BEIJING – China has expressed outrage at a proposal by the city of Minamikyushu, Kagoshima Prefecture, to list letters written by World War II suicide pilots on a United Nations register alongside Anne Frank’s diary.
Minamikyushu filed an application last week to include the kamikaze pilots’ farewell letters on a UNESCO world memory list, media including NHK have reported.
The Chiran Peace Museum wants to win registration in 2015, “to forever hand down the letters to generations to come as a treasure of human life,” according to a statement on its website.
Among documents on the UNESCO register is the diary of Anne Frank, written by the Jewish girl who hid from the Nazis in Amsterdam with her family.
“This is an effort to beautify Japan’s history of militaristic aggression, and challenge the victory of the ‘World Anti-Fascist War’ and the postwar international order,” Chinese Foreign Ministry spokeswoman Hua Chunying said Monday when asked about the letters.

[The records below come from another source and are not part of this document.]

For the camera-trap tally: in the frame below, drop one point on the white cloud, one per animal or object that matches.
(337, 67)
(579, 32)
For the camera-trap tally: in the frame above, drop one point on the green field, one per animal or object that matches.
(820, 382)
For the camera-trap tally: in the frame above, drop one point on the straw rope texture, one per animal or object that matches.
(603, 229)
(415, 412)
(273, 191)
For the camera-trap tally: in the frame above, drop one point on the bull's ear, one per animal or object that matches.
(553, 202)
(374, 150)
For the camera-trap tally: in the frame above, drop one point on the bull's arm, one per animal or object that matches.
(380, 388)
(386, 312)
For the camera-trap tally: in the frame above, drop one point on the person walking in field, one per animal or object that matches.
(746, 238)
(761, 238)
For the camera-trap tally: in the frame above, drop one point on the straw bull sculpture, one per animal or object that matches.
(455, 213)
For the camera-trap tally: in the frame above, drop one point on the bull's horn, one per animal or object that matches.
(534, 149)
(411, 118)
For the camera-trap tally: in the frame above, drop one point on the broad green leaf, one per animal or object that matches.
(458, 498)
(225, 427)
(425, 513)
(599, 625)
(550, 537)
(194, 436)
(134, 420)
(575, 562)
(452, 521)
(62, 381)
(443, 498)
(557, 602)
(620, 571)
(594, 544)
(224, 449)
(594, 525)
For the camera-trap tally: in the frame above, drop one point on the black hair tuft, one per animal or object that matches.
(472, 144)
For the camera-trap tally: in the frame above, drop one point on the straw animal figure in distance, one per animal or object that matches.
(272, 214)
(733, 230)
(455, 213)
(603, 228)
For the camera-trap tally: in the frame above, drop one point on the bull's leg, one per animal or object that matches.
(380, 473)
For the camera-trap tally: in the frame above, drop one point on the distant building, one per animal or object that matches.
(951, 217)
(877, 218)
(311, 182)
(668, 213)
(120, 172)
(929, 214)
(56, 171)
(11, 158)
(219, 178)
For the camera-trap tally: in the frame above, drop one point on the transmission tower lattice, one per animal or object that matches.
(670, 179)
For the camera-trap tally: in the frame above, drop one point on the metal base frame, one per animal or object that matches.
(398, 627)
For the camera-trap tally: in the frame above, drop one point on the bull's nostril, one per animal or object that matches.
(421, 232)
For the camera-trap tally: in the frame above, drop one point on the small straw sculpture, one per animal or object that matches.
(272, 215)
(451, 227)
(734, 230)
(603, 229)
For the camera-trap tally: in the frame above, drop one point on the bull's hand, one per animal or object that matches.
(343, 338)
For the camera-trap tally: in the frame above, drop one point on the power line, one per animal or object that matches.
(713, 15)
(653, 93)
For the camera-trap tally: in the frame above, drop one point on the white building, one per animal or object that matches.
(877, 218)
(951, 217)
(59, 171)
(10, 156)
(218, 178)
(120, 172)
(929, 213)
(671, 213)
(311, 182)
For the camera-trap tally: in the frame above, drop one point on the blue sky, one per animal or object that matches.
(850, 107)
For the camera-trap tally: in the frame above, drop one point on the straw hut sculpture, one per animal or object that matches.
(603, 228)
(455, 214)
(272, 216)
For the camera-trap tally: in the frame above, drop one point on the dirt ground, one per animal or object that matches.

“This effort runs completely counter to UNESCO’s objective of upholding world peace, and will inevitably meet strong condemnation and resolute opposition from the international community,” she said.
Relations between Beijing and Tokyo are heavily colored by history, particularly the rampage across China by the Imperial Japanese forces in the 1930s and 1940s, when Chinese government researchers say 20.6 million people were killed.
The kamikaze letters are included in thousands of items kept at the museum in Minamikyushu, left behind by 1,036 pilots.
The small town of Chiran is known as the place from which kamikaze planes departed on their flight of no return.
UNESCO’s Memory of the World Programme was established in 1992 to preserve global documentary heritage.